Parece innecesario señalar que el Estado -salvo honrosas excepciones institucionales- no está cumpliendo con las expectativas de los ciudadanos en tanto servidor público y que siendo su carga tributaria y normativa cada vez más pesada para las personas y su densidad en el aspecto disciplinador y ejemplarizador, escasa; su conjugación con los múltiples abusos económicos de sectores de la empresa privada, más el pesado fardo de un endeudamiento expectaticio que se ha transformado en pesadilla para amplísimas capas medias, son condiciones más que favorables para un estallido como el que se vivió el 18-O.

Así y todo, la mayoría de los chilenos tienen una visión más pragmática de su relación con el Estado y una gran mayoría solo busca tenerla de modo marginal, intentando llevar adelante sus proyectos y sueños personales o familiares, según sus propios medios y esfuerzo. De hecho, no obstante el repudio de los entrevistados a la corrupción en el sector público, 3 de cada 10 consideran que a veces es aceptable dar dinero o hacer un regalo o favor a un funcionario o encargado de una institución pública porque “si uno no paga, las cosas no funcionan”.

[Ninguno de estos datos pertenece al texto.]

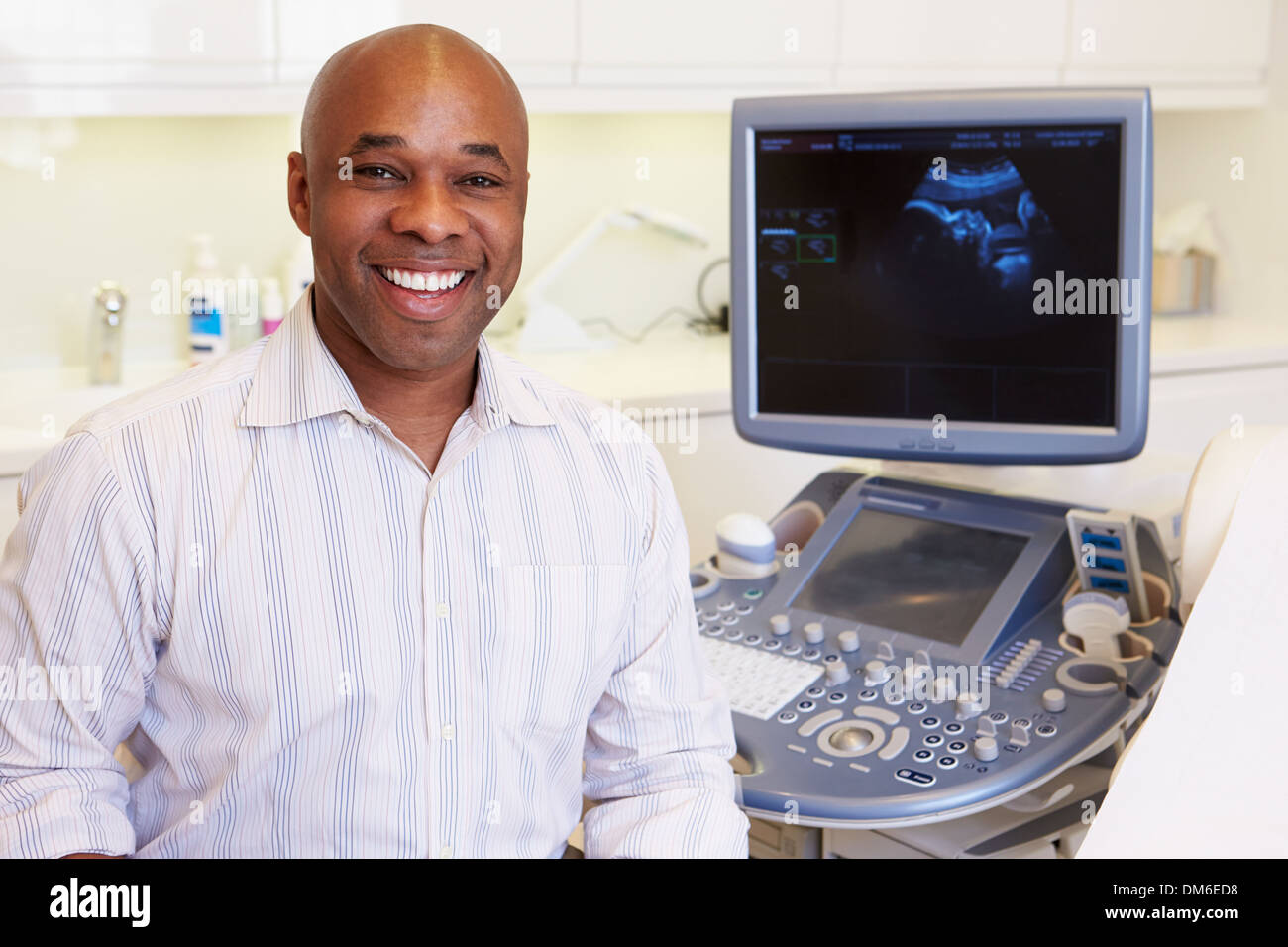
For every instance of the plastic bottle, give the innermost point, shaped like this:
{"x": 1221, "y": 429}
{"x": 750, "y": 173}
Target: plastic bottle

Nada más desmoralizador de la cosa pública y devastador para una sociedad que busca internalizar culturalmente la idea de la meritocracia como fuente de progreso personal y nacional que posturas indolentes como la citada, más allá del cínico pragmatismo. La tarea de modernización del Estado asume aquí, pues, no sólo un carácter de puesta al día socio-económico indispensable para hacer más eficiente el uso de los recursos tributarios que el Estado asigna con tanta ineficacia política (varios miles de millones de dólares anuales malgastados), sino también un carácter remoralizador del contrato social, tantas veces sobrepasado en los últimos años. Tal como señalara recientemente el ministro de Hacienda “es momento que nuestro Estado se modernice con foco ciudadano y mejor gasto público. Estamos trabajando en esa dirección”, afirmaciones que de conseguir éxito deberían constituirse en la tarea más visible y de largo plazo que el actual Gobierno puede dejar como su legado.

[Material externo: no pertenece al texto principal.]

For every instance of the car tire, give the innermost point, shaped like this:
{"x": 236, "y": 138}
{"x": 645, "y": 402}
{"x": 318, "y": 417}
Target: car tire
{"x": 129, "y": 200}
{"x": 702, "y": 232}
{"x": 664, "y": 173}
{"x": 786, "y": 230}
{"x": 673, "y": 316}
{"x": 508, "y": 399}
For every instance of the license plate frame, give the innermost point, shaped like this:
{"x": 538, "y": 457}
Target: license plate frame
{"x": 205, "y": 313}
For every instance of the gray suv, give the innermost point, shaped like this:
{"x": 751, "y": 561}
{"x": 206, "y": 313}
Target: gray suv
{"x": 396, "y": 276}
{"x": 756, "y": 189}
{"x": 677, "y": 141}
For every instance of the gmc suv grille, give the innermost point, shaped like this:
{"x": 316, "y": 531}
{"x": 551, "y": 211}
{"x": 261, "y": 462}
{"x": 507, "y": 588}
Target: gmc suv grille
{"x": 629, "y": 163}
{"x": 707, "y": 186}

Es de esperar que, esta vez, los incumbentes en esta crucial materia pongan en “primera línea” los requerimientos urgentes de la ciudadanía, hagan los sacrificios de poder requeridos y aprueben las muchas veces dolorosas medidas que implica reajustar estructuras de un Estado que se quedó en su etapa preindustrial, para evitar así que, en lo sucesivo, una crisis que hoy se asume de Gobierno -o del conjunto de la clase política-, no se transforme, en definitiva, en la temida crisis del Estado señalada por Lagos y que, así, no haya luego constitución actual ni futura capaz de recomponer la ya muy deteriorada trama social de Chile. (NP)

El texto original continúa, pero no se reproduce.